See, I am suggesting a whole different direction for book two. Not how people stay or why they stay, so much as which factors determine the outcome. Seems like you have a ready source of data with before and after interviews of people who either changed their mind or reinforced their decision. As you said, lots of books have written about why people leave. And the church loves to talk about those who “have the faith”to stay. But has anyone looked at the differences between those who leave and those who stay in spite of problems? I for one would get that book..

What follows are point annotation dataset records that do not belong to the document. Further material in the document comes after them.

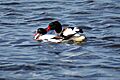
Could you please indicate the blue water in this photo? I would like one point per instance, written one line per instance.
(22, 58)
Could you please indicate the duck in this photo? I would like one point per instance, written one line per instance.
(65, 34)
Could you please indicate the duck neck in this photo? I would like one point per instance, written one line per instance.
(48, 28)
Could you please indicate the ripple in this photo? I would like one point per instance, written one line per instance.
(10, 3)
(113, 46)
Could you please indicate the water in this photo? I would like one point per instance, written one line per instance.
(22, 58)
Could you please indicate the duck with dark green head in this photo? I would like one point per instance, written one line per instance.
(64, 34)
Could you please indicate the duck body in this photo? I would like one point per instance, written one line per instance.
(68, 34)
(65, 34)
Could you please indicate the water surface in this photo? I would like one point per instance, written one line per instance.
(22, 58)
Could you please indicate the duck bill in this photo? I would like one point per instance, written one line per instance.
(36, 36)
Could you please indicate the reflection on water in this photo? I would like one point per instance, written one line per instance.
(23, 58)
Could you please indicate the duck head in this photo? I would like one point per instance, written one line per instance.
(39, 32)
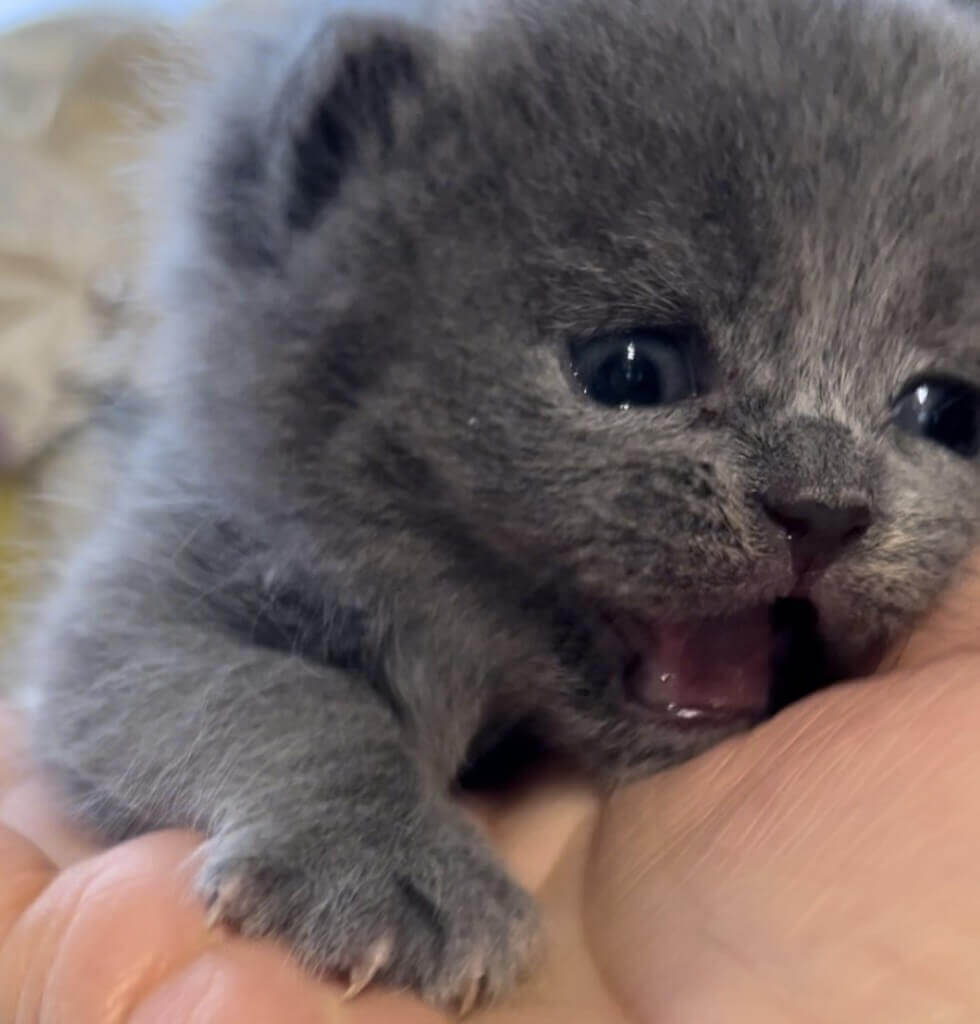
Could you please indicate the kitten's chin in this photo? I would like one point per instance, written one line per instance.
(726, 672)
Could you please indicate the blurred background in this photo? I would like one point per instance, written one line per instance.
(17, 11)
(79, 105)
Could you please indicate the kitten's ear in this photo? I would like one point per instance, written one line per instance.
(352, 89)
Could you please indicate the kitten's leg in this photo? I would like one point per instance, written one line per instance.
(323, 825)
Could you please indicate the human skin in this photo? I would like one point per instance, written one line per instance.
(821, 868)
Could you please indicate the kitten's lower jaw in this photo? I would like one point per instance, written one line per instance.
(704, 674)
(728, 672)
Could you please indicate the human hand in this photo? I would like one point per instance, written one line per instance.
(820, 868)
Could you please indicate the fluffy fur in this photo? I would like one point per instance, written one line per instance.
(375, 525)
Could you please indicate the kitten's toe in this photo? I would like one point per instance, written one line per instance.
(434, 914)
(376, 957)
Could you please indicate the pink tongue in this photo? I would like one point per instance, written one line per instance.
(716, 667)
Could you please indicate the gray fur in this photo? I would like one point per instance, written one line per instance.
(374, 520)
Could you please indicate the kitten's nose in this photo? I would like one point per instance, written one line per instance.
(817, 532)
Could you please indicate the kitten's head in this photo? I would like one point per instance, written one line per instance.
(674, 305)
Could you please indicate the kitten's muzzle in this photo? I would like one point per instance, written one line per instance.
(817, 534)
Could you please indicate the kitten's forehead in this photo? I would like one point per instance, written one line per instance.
(823, 156)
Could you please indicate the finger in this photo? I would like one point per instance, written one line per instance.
(530, 826)
(826, 858)
(102, 934)
(28, 808)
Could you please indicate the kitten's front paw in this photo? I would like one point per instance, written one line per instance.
(418, 906)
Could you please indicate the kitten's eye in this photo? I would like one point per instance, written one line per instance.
(943, 410)
(642, 368)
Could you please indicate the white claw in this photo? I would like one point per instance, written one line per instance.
(228, 892)
(364, 973)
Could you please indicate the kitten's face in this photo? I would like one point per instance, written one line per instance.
(754, 227)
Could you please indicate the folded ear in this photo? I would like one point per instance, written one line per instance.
(352, 88)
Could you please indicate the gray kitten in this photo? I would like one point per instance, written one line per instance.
(601, 372)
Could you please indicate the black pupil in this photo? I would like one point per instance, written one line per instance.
(627, 377)
(947, 413)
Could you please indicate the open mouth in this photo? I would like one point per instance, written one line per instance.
(727, 671)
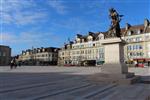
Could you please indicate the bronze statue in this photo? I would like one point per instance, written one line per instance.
(114, 30)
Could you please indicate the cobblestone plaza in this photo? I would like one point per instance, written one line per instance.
(65, 83)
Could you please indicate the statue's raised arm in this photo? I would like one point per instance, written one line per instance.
(114, 30)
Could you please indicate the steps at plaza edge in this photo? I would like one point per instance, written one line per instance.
(114, 78)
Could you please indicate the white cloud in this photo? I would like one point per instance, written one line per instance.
(58, 6)
(29, 38)
(20, 12)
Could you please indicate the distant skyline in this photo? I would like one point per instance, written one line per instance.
(49, 23)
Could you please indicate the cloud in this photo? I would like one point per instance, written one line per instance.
(29, 38)
(21, 12)
(58, 5)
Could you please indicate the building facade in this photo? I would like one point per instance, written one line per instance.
(88, 50)
(39, 56)
(5, 55)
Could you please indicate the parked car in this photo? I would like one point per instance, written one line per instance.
(140, 65)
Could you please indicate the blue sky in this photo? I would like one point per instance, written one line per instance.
(44, 23)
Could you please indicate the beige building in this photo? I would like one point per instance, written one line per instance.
(88, 50)
(39, 56)
(5, 55)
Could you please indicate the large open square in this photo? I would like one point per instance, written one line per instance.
(66, 83)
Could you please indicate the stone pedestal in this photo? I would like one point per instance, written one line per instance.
(114, 70)
(114, 56)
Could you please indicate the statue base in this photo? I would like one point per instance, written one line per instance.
(114, 70)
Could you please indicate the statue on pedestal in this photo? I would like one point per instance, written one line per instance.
(114, 30)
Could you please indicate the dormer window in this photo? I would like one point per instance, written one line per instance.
(138, 31)
(129, 32)
(90, 38)
(101, 36)
(82, 40)
(78, 40)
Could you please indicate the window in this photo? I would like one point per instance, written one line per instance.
(138, 31)
(140, 47)
(4, 54)
(129, 32)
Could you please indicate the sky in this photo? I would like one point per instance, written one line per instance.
(49, 23)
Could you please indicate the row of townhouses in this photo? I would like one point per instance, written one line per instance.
(39, 56)
(88, 50)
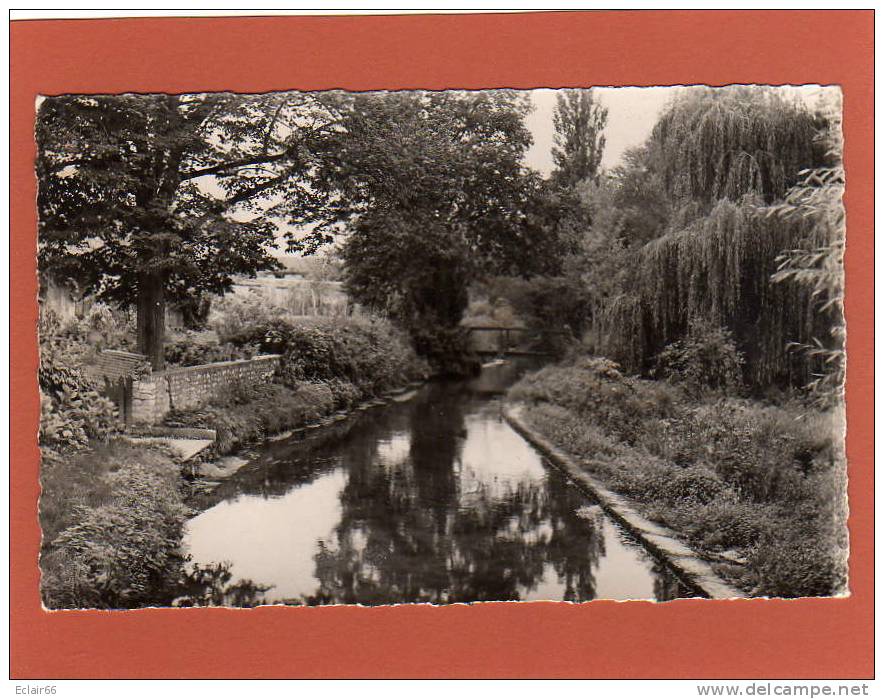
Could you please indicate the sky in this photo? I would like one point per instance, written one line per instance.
(632, 113)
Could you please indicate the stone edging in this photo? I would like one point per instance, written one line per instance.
(689, 567)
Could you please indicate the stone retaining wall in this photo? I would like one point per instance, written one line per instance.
(185, 388)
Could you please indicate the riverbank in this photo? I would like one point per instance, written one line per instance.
(432, 499)
(756, 490)
(691, 569)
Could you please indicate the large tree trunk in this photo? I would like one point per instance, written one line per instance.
(152, 318)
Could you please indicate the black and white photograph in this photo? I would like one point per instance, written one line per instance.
(440, 347)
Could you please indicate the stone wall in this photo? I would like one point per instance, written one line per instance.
(185, 388)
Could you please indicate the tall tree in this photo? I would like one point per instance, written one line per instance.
(724, 156)
(579, 122)
(148, 198)
(431, 191)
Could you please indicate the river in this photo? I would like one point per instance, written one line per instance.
(432, 498)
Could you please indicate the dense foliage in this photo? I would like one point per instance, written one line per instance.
(432, 193)
(112, 522)
(714, 171)
(145, 198)
(72, 411)
(740, 481)
(327, 364)
(579, 122)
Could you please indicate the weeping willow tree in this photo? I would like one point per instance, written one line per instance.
(727, 158)
(817, 200)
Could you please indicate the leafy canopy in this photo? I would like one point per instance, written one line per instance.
(190, 187)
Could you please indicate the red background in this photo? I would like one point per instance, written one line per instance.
(732, 639)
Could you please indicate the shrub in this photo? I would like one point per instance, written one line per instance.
(727, 474)
(72, 412)
(191, 348)
(112, 523)
(250, 414)
(794, 563)
(447, 350)
(706, 360)
(243, 319)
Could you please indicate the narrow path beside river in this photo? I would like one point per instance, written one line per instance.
(434, 499)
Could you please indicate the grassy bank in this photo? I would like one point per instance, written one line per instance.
(757, 487)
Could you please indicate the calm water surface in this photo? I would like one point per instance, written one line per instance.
(430, 499)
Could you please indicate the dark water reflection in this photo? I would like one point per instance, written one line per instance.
(435, 499)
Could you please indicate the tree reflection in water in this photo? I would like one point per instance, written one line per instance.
(425, 528)
(434, 499)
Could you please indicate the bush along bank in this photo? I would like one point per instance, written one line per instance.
(113, 519)
(757, 489)
(327, 366)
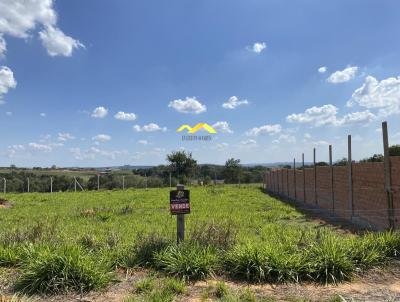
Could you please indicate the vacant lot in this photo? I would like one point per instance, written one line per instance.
(120, 245)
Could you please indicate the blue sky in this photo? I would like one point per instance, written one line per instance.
(293, 75)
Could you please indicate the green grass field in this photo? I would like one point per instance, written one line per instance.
(77, 242)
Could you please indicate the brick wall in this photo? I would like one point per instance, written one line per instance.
(370, 202)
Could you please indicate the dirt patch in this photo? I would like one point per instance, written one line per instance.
(5, 204)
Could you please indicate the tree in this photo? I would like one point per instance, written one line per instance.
(394, 150)
(182, 165)
(232, 170)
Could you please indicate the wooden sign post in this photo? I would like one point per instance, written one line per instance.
(179, 204)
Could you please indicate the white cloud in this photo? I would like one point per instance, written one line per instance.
(91, 153)
(7, 81)
(285, 138)
(18, 18)
(249, 143)
(101, 138)
(189, 105)
(234, 102)
(327, 115)
(357, 117)
(257, 47)
(318, 116)
(383, 95)
(222, 127)
(100, 112)
(40, 147)
(62, 137)
(3, 47)
(124, 116)
(152, 127)
(344, 75)
(143, 142)
(57, 43)
(266, 129)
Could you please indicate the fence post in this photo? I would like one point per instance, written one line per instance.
(294, 177)
(332, 182)
(350, 176)
(388, 176)
(304, 178)
(287, 183)
(315, 178)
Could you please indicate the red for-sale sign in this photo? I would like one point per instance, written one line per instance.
(179, 202)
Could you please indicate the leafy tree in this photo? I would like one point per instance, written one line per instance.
(182, 165)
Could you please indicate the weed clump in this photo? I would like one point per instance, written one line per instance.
(189, 261)
(59, 271)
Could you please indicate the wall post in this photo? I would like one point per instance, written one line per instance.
(332, 181)
(388, 176)
(350, 177)
(315, 178)
(294, 177)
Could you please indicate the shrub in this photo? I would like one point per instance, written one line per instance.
(221, 236)
(188, 260)
(59, 271)
(328, 261)
(143, 251)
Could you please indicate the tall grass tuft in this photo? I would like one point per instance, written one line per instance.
(60, 271)
(189, 261)
(327, 259)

I would love to know what the differences are between those who leave and stay as well. For me, inasmuch as I have “left” because I do not attend Sunday services, rarely attend church-sponsored communities, and don’t pay tithing – I still have family who sell themselves as “all in” even while their life spirals into choosing not to have children and dealing with household presiding they were not prepared for. I have family with my level of church commitment (basically none) who are a hair’s breath away from a deconstruction phase but are actively avoiding being anywhere near the trigger.. I have extended family whom are “good” in the sense that they don’t double-down on what my faith transition has done to their legacy dreams, nor do they try to control the situation – and i don’t know if it is because “their good shoulder angel” is speaking up and winning, because they met me and realize I can out-stubborn them if needed, because I am in control of myself as much as I can and I do not give them space to play mind-games, or what.
One of the things that church attendance did for me for several years into my faith deconstruction is give me a space space to bring my children into. I had 3 hours that got shortened down to 2 hours each Sunday I attended where my family life wasn’t a disruptive situation – and that was a gift. I had avenues out into the world to make the world a better place – and that was a gift.
I drifted away as much as I have because COVID happened, my family circumstances changed to make my house a safer space, and my child finally found language to tell me what wasn’t working about church.
What a beautiful gift. Thank you for sharing. And I look forward to reading your collection of disparate stories.
I want you to write book 2, to explore the data you have at your fingertips from different angles and to address different issues.
ALSO, I want you to address your original query. There are many, many women and men who stay, and in fact are “all in,” despite being fully able to identify and comprehend the complex issues and trade-offs. There are women who can, and have, written “the list” of reasons to leave and still freely and fully choose to stay. They have well thought out reasons., some the same and some different from my own. I want to hear those. Other reasons I may not have considered.
Of course, not all of them have the luxury to go public with their thinking. Certainly, needing to keep a BYU facility position or protecting a spouse’s position will silence lots of interesting voices and ideas. But there are others who can risk it.
I can’t wait to read more in this series. Thank you!
Looking forward to hearing these stories and how they compare to my ow.n. I stay for my spouse and for a bit of community.